The Estate of John W. Dempster argues that Mercer's appeal should be dismissed because she untimely filed her appeal. CR 73.02(1)(a) provides that "[t]he notice of appeal shall be filed within 30 days after the date of notation of service of the judgment or order under Rule 77.04(2)." Our Supreme Court has noted that "[i]t has been and still is the policy of this court to be rather strict in the enforcement of time requirements prescribed by the rules of procedure." Louisville Mem'l Gardens v. Com. Dep't of Transp., 579 S.W.2d 618, 619 (Ky. 1979). The circuit court's judgment in this case was entered on October 5, 2015. Mercer filed her notice of appeal on November 4, 2015, exactly 30 days later. We decline to dismiss Mercer's appeal on this basis.

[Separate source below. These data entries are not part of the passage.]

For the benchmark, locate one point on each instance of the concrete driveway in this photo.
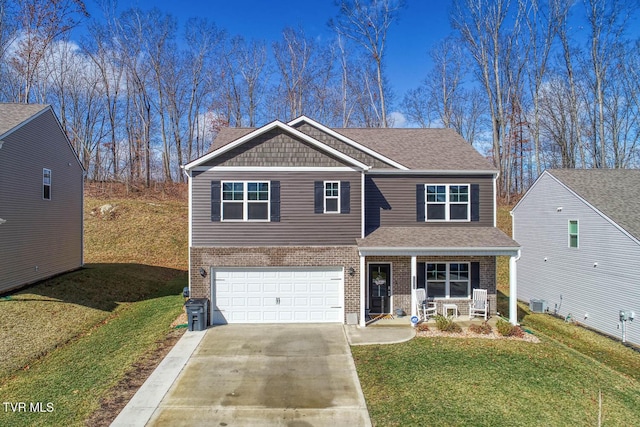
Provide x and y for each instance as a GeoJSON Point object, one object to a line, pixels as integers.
{"type": "Point", "coordinates": [267, 375]}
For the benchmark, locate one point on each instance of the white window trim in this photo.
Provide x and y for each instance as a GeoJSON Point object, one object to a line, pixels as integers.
{"type": "Point", "coordinates": [447, 288]}
{"type": "Point", "coordinates": [45, 184]}
{"type": "Point", "coordinates": [245, 201]}
{"type": "Point", "coordinates": [325, 197]}
{"type": "Point", "coordinates": [447, 204]}
{"type": "Point", "coordinates": [569, 233]}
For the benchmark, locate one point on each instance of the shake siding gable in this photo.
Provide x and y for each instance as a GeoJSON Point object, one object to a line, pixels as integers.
{"type": "Point", "coordinates": [40, 238]}
{"type": "Point", "coordinates": [275, 148]}
{"type": "Point", "coordinates": [341, 146]}
{"type": "Point", "coordinates": [298, 224]}
{"type": "Point", "coordinates": [600, 277]}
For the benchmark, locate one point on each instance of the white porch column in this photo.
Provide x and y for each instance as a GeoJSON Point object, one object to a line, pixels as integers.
{"type": "Point", "coordinates": [414, 283]}
{"type": "Point", "coordinates": [363, 285]}
{"type": "Point", "coordinates": [513, 289]}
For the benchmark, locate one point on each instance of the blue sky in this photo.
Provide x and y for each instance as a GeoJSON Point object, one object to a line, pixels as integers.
{"type": "Point", "coordinates": [420, 25]}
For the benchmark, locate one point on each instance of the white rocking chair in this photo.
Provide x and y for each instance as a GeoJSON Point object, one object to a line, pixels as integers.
{"type": "Point", "coordinates": [479, 306]}
{"type": "Point", "coordinates": [424, 308]}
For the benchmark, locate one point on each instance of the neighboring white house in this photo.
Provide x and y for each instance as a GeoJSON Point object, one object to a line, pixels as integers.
{"type": "Point", "coordinates": [41, 197]}
{"type": "Point", "coordinates": [580, 237]}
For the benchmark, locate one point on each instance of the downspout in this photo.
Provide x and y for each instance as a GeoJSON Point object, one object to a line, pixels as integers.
{"type": "Point", "coordinates": [414, 284]}
{"type": "Point", "coordinates": [363, 274]}
{"type": "Point", "coordinates": [189, 181]}
{"type": "Point", "coordinates": [513, 279]}
{"type": "Point", "coordinates": [513, 289]}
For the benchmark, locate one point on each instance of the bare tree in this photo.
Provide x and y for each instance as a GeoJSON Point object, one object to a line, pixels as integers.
{"type": "Point", "coordinates": [542, 20]}
{"type": "Point", "coordinates": [107, 59]}
{"type": "Point", "coordinates": [203, 41]}
{"type": "Point", "coordinates": [481, 24]}
{"type": "Point", "coordinates": [367, 23]}
{"type": "Point", "coordinates": [607, 22]}
{"type": "Point", "coordinates": [131, 31]}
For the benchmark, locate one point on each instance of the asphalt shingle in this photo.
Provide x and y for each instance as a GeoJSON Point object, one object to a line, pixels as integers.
{"type": "Point", "coordinates": [454, 237]}
{"type": "Point", "coordinates": [12, 115]}
{"type": "Point", "coordinates": [614, 192]}
{"type": "Point", "coordinates": [429, 149]}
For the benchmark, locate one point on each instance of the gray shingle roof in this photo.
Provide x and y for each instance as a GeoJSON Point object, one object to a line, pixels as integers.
{"type": "Point", "coordinates": [417, 149]}
{"type": "Point", "coordinates": [614, 192]}
{"type": "Point", "coordinates": [12, 115]}
{"type": "Point", "coordinates": [454, 237]}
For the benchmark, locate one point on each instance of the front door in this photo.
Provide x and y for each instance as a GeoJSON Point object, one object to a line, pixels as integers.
{"type": "Point", "coordinates": [379, 289]}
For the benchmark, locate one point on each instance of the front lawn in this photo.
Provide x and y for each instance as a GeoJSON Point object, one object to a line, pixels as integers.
{"type": "Point", "coordinates": [477, 382]}
{"type": "Point", "coordinates": [67, 342]}
{"type": "Point", "coordinates": [72, 379]}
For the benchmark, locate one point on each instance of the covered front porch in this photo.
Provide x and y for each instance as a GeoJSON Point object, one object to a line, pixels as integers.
{"type": "Point", "coordinates": [448, 262]}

II. Failure to Name an Indispensable Party

The Estate of John W. Dempster has also argued that Mercer's appeal should be dismissed for her failure to join an indispensable party, John W. Dempster Revocable Living Trust. The only appellee named on her notice of appeal was the Estate of John W. Dempster.

Unlike proceedings in the trial courts, where failure to name an indispensable party may be remedied by a timely amendment to the complaint, under the appellate civil rules, failure to name an indispensable party in the notice of appeal is a jurisdictional defect that cannot be remedied after the thirty-day period for filing a notice of appeal as provided by CR 73.02.
Liquor World of Corbin, LLC v. Commonwealth Dep't of Alcoholic Beverage Control, 458 S.W.3d 814, 817 (Ky. App. 2014) (quoting Browning v. Preece, 392 S.W.3d 388, 391 (Ky. 2013)). "[A]n indispensable party is defined as a party 'whose absence prevents the Court from granting complete relief among those already parties.'" Browning v. Preece, 392 S.W.3d 388, 391 (Ky. 2013) (quoting Milligan v. Schenley Distillers, Inc., 584 S.W.2d 751, 753 (Ky. App. 1979)).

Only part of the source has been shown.